A Cabocla de Santo Amaro não tem nome assim como a de Salvador e os Caboclos da capital e o de Cachoeira. Já Catarina Paraguaçu, de São Félix se junta a um grupo seleto formado ainda por Dona América, de Jaguaribe, e Brigída de Saubara. No grupo de Caboclos tem Jaguaraci, de Maragogipe e e Pirambu de Salinas da Margarida, além de Tupinambá, de Itaparica, que rege o município de forma simbólica. Lá é também a terra de Maria Felipa, uma outra heroína com uma história contada pelo povo e que ainda causa controvérsia por falta de dados mais precisos, mas que só demonstra que a Guerra da Independência foi feita, principalmente, com a participação de mulheres e homens negros, mestiços, pobres, escravizados e libertos, extremamente destemidos e que não poderiam ter um melhor símbolo que os Caboclos para representá-los.

Até a história oficial registra a participação popular, como a correspondência de Labatut. Após a batalha de Pirajá, em carta para a corte, ele destacou a coragem de homens do povo, contando que desde que havia chegado à Bahia não havia visto a adesão de gente da elite para se alistar do lado brasileiro. Conta-se que os donos do dinheiro estavam á espera de saber qual lado pendia para a vitória para aderir a ponto de alistar filhos nas duas vertentes e assim garantir vantagens no lado vencedor ao fim dos combates.

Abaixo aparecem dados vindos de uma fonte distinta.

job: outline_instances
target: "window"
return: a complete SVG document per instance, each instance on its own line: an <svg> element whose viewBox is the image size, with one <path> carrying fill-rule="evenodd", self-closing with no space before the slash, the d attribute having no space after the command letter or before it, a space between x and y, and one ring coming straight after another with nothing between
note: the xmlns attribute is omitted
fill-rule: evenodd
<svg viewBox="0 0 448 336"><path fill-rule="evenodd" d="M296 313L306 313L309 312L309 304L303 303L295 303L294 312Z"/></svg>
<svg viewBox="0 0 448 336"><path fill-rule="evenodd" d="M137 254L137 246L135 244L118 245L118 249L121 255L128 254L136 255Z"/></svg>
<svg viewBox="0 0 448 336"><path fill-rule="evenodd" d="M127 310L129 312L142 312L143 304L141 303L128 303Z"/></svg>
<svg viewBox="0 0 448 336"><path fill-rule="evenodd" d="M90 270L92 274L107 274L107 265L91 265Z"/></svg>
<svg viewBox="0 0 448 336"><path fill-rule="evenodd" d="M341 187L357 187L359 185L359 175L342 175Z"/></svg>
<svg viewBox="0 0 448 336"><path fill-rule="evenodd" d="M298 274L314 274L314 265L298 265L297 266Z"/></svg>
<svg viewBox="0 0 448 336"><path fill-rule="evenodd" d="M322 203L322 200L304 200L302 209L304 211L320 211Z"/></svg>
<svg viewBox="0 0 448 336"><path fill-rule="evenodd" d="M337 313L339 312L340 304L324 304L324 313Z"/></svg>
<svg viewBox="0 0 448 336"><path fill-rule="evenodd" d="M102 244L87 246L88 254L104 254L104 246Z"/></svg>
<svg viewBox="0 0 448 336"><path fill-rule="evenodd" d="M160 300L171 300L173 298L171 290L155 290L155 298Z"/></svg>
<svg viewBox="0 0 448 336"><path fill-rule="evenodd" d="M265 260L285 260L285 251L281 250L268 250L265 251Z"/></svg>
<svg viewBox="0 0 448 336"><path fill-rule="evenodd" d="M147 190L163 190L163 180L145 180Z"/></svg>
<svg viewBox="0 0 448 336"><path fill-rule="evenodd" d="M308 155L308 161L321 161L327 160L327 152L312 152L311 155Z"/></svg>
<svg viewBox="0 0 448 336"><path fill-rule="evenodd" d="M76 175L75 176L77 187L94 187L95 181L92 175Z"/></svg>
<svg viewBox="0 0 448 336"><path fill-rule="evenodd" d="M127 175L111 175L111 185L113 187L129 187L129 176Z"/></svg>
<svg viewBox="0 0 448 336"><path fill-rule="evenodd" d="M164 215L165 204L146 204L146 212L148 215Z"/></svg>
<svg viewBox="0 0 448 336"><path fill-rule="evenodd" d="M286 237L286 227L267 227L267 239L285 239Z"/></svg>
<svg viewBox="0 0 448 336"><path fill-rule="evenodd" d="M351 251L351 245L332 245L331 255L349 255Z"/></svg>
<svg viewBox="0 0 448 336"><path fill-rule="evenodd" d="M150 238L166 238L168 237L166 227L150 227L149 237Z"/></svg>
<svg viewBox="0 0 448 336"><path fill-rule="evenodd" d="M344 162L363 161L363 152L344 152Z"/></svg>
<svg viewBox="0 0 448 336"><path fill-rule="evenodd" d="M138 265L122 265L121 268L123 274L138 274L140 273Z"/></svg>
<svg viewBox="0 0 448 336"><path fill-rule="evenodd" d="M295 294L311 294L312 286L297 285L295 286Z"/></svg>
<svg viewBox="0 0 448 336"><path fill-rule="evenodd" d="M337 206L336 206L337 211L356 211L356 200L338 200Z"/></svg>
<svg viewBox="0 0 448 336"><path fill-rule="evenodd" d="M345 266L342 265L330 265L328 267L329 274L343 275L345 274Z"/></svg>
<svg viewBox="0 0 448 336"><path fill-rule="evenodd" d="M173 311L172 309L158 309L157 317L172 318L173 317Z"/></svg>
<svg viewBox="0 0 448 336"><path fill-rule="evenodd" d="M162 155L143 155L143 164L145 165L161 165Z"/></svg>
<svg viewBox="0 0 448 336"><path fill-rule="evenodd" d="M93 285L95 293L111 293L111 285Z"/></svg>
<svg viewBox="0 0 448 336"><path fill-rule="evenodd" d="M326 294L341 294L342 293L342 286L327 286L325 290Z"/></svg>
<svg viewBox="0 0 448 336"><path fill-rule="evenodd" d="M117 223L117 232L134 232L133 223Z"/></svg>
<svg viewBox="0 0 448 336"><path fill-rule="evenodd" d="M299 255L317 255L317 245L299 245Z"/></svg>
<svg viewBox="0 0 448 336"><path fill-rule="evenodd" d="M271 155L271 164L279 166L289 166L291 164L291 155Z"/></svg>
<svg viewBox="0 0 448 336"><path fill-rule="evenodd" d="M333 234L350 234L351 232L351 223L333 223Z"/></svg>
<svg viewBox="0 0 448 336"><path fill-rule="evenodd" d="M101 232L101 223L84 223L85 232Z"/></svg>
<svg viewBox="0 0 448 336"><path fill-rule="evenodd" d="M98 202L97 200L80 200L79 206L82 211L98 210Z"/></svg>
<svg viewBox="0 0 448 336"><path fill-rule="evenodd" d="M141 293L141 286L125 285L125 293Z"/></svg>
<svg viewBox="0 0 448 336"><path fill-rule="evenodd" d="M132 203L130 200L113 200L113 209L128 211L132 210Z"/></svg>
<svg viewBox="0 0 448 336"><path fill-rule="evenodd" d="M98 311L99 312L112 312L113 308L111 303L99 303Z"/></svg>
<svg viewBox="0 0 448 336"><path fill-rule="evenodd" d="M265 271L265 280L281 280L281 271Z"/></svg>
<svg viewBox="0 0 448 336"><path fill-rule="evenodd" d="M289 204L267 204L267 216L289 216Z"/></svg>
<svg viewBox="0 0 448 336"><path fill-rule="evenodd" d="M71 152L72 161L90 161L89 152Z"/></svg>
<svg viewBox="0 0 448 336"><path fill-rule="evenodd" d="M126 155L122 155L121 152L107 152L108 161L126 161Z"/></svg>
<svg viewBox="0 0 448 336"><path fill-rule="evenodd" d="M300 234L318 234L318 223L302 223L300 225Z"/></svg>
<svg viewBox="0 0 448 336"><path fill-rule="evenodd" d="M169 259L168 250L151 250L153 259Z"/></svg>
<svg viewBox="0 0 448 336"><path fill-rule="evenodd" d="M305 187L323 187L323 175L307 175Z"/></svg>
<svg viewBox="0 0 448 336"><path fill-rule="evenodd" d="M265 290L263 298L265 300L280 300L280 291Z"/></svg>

Nada muito diferente de como continuam se comportando determinados setores das elites brasileiras em um cenário de embates e tensões. Tanto que um ano depois do fim da guerra lá foi o povo de novo fazer protesto ou deboche político para mandar um recado quando promoveram a caricatura, em 1824, da entrada das tropas na cidade. Mas essa é uma outra história para a gente reiterar ainda por muito tempo, afinal no próximo ano serão 200 anos dessa versão mais difundida para o início do cortejo comemorativo em Salvador, que, inclusive, explica tanto protagonismo para esses Caboclos e essas Caboclas encantadas por tantas partes da Bahia para além das festas cívicas.